第2話 出会い

 レンは僅かにほくそ笑む。


ドラゴンの幻覚とは俺らしいな……)


 現実にドラゴンが居ないのは知っているし、絵本に描かれたドラゴンに憧れたのは幼い頃の話だ。

 ドラゴンと言えど幻覚と分かれば恐怖は感じなかった。レンはこれが自分の最後かと、かじかむ口を動かしドラゴンに話しかける。


「お前はなんでこんなところにいるんだ? 一人で寂しくないのか?」


 ドラゴンは唸るような声を出すだけで応えてはくれない。もしかしたら応えているのかもしれないが理解できなかった。

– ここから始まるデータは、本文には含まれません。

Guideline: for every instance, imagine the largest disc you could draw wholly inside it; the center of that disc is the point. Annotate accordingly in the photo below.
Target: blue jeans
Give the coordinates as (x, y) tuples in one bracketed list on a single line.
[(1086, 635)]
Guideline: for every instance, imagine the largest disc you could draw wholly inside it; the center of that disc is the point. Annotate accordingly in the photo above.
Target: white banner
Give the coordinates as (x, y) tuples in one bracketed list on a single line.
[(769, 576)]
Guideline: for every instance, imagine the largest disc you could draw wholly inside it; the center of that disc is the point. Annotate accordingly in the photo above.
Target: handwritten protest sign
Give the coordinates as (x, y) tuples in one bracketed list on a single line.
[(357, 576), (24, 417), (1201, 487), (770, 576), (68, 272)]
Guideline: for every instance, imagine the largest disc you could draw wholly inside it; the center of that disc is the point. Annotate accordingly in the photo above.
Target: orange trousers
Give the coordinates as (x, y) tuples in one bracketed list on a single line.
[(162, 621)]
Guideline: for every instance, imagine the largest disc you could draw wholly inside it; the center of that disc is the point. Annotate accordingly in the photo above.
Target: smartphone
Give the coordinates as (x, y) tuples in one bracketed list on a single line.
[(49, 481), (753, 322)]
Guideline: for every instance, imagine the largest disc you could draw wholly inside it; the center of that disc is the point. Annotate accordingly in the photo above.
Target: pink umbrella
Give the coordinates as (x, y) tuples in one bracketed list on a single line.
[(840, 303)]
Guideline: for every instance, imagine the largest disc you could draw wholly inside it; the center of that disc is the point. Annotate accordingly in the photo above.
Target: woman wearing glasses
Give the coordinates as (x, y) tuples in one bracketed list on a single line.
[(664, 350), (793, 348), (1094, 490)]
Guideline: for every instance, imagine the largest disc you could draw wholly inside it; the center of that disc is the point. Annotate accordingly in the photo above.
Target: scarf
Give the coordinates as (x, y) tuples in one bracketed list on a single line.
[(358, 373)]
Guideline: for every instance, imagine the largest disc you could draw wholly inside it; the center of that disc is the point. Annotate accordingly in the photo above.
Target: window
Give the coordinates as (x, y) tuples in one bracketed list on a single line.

 幻覚なら日本語で応えて欲しいと思うが、それは我が儘かと諦めることにした。


「もういいや、散々歩いて限界だ」


 レンは大の字に手足を伸ばし、そのままドラゴンを見上げて独り言のように呟いた。


「俺はここで死ぬんだろうな……」


 色んな思いが脳裏を巡る。

 後悔がないと言えば嘘だ。


(本当はまだ死にたくない。やりたいことも沢山ある。彼女だって欲しいし、両親に恩返しもしたい……)


「死にたくない。生きたい……」


 漏れた言葉は生への執着だ。

 ドラゴンは虚ろな瞳のレンをじっと見つめて、徐ろに自分の腕を爪で僅かに切り裂いた。

 鱗のせいで傷は中まで殆ど到達していないのだろう。赤い血が時間をかけてジワリと滲み、傷を伝って一滴の血がレンの口に流れ落ちた。

 レンは朦朧とする意識の中で、暖かい滴が口に流れ込むのを感じ取る。暫くするとかじかんでいた手足に感覚が戻り、同時に意識が回復してくる。

 レンは地面に手をついてゆっっくり起き上がり、指の感覚を確かめるように、手を開いては握るを何度か繰り返した。

 失われていた感覚は全て戻っていた。寒さは嘘のように感じなくなり、体は登山前の万全な状態よりも、更に力が漲っている。

 レンは改めてドラゴンを見上げた。

 圧倒的な存在感と息づかい。

 意識がはっきりした今だから分かる。


(このドラゴンは現実だ)


 レンは血の味を確かめるように自分の唇に触れた。


(口に残る血の匂い……。ドラゴンが俺を助けてくれたのか? その前にどうしてドラゴンが日本にいるんだ?)


 考えても謎は深まるばかりで答えは出ない。

 ドラゴンが唸るように声を出す。先程までは唯の唸り声だが、今は何を言っているのか頭の中にすんなり入った。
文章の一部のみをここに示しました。